Художник серых людей и серых будней.
Строй жизни, сотканный из этих нелепостей, не рвется.
У Чехова в литературе два предшественника, с которыми он делал одно дело, но делал по-своему. Гоголь своим горько смеющимся плачем усиленно сгущает на изображаемых лицах темные краски, чтобы сделать эти лица более смешными или отталкивающими, но не касается государственного и общественного порядка, среди которого они живут и подвизаются. Щедрин своим до слез негодующим смехом на спинах своих смешных или жалких героев бичует этот самый порядок, как притон и даже питомник изображаемых им уродов. К такой же дрянной жизни, с такими же дрянными людьми Чехов подходит со спокойной и снисходительной улыбкой, не сердится и не обличает, не предъявляет ей требований, которых она исполнить не может, не ищет в ней идеалов, которых она не знает и знать не желает. Ни досада, ни уныние не застилают его наблюдательного глаза, потому что наблюдательность его своеобразна. Чехов смотрел на жизнь сквозь то гоголевское стекло, которое, не соперничая со стеклами, озирающими солнце, передает «движения незамеченных насекомых». Он обладал редким ясновидением бесчисленных микроскопических мелких недоразумений, странностей и нелепостей, из которых соткалась людская жизнь и которых мы обыкновенно не замечаем, не чувствуем и не стыдимся по привычке к ним или по отвычке от размышления, по притупленности самочувствия и совести, как крепко спящий человек не чувствует, что по нему ползет и кусает его. На таком темном, даже мрачном фоне жизни «серыми пятнами» толкутся люди со своими глупыми или преступными делами. «Жизнь скучна, глупа, грязна», – говорит хороший человек в «Дяде Ване».
А. М. Горький[105]
Житейские явления, наблюдавшиеся им в помойных ямах портовых городов, за опрятным письменным столом превращаются у него в эстетические привидения. Его творчество – литературная галлюцинация. Он разделяет участь всех писателей, поднявшихся не собственной внутренней силой, а случайным совпадением со вкусами и настроениями читателей, – тем же законом, по которому камень, брошенный в воду, идет прямо на дно, а щепка всплывает на поверхность. Впечатлительность его приняли за мышление, босяцкое раздражение против обутых за энтузиазм мыслящего человека. Жизнь воспроизводится в его рассказах под таким углом преломления, который еще оставляет возможность их почувствовать, но лишает возможности их понимать или только дает понять, что при таком воспроизведении они решительно невозможны в действительности.
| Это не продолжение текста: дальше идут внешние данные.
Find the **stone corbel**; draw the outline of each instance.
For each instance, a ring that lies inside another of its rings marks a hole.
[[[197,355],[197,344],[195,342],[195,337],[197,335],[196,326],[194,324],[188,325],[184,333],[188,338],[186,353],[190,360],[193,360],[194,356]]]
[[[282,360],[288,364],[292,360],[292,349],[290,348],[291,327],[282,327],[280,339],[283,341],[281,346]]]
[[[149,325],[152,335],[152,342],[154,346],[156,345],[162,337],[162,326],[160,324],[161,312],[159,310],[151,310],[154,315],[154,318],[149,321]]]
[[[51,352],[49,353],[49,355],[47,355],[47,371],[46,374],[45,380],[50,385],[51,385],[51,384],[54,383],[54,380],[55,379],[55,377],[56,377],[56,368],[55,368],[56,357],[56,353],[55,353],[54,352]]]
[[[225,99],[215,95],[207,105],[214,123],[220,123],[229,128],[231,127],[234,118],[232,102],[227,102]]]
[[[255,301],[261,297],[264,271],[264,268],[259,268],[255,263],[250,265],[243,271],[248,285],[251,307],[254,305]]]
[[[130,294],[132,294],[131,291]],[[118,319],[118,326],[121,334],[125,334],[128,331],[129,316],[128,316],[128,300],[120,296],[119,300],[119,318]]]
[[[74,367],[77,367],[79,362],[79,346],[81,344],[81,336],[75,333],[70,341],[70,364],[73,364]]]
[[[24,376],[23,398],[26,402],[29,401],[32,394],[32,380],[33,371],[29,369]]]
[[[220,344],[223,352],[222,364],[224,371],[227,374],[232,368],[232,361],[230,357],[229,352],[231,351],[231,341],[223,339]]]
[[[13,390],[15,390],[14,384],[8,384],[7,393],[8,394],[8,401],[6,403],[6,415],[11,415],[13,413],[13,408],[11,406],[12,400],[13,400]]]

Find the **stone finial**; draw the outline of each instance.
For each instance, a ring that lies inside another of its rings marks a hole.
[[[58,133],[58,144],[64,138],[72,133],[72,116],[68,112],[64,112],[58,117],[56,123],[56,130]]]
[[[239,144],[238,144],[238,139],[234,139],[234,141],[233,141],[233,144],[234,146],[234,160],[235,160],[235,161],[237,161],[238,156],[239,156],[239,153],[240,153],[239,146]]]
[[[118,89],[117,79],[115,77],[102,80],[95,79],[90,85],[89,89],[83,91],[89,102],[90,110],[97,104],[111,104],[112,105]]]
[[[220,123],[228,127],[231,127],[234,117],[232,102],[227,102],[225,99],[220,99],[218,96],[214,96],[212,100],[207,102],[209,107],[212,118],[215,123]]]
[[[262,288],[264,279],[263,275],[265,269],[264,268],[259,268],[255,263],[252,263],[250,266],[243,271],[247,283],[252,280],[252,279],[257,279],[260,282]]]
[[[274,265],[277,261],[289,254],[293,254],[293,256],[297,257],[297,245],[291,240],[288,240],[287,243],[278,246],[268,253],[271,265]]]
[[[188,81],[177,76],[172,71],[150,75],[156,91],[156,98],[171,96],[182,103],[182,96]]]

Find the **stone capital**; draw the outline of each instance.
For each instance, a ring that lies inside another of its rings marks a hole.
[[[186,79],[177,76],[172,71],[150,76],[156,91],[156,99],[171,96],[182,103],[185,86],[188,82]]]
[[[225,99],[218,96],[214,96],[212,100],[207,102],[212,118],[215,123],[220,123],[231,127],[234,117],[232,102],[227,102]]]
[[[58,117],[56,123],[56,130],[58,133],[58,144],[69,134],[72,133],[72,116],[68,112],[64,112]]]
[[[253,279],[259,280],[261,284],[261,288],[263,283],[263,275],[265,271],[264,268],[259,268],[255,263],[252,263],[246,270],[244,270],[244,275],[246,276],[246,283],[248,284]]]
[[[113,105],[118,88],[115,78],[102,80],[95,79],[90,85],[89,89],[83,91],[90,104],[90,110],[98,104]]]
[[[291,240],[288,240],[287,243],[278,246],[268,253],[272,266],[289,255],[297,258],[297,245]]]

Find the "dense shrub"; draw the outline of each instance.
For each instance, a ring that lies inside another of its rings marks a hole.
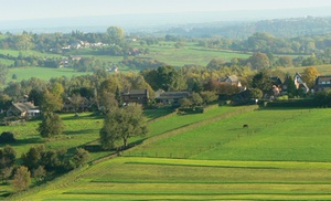
[[[0,136],[0,144],[11,144],[14,141],[15,141],[15,138],[14,138],[13,133],[3,131]]]

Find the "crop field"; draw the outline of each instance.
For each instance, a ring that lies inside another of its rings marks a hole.
[[[81,176],[79,176],[81,174]],[[331,165],[116,158],[24,194],[26,200],[328,200]]]
[[[154,140],[13,200],[330,200],[331,109],[249,109],[160,113]]]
Он очень впечатлителен и восприимчив; но впечатления, им воспринятые, тотчас превращаются в автоматическую ассоциацию представлений, которые лезут под его перо от внешнего толчка независимо от предмета и настроения. Это писатель – граммофон.
III. Писатели и люди искусства о В. О. Ключевском
Ф. И. Шаляпин
Из книги «Страницы из моей жизни»[106]
Летом 98-го года я был приглашен на дачу Т. С. Аюбатович в Ярославскую губернию. Там, вместе с С. В. Рахманиновым, нашим дирижером, я занялся изучением «Бориса Годунова». Тогда Рахманинов только что кончил консерваторию. Это был живой, веселый, компанейский человек. Отличный артист, великолепный музыкант и ученик Чайковского, он особенно поощрял меня заниматься Мусоргским и Римским-Корсаковым. Он познакомил меня с элементарными правилами музыки и даже немного с гармонией. Он вообще старался музыкально воспитать меня.
«Борис Годунов» до того нравился мне, что, не ограничиваясь изучением своей роли, я пел всю оперу, все партии: мужские и женские, с начала до конца. Когда я понял, как полезно такое полное знание оперы, я стал так же учить и все другие целиком, даже те, которые пел раньше.
Чем дальше вникал я в оперу Мусоргского, тем яснее становилось для меня, что в опере можно играть и Шекспира. Это зависит от автора оперы. Сильно поражен был я, когда познакомился с биографией Мусоргского. Мне даже, помню, жутко стало. Обладать столь прекрасным, таким оригинальным талантом, жить в бедности и умереть в какой-то грязной больнице от алкоголизма! Но потом я узнал, что не первый русский талант кончает этим, и воочию убедился, что – на горе наше – Мусоргский не последний кончил так.
Изучая «Годунова» с музыкальной стороны, я захотел познакомиться с ним исторически. Прочитал Пушкина, Карамзина. Но этого мне показалось недостаточно. Тогда я попросил познакомить меня с В. О. Ключевским, который жил тоже на даче в пределах Ярославской губернии.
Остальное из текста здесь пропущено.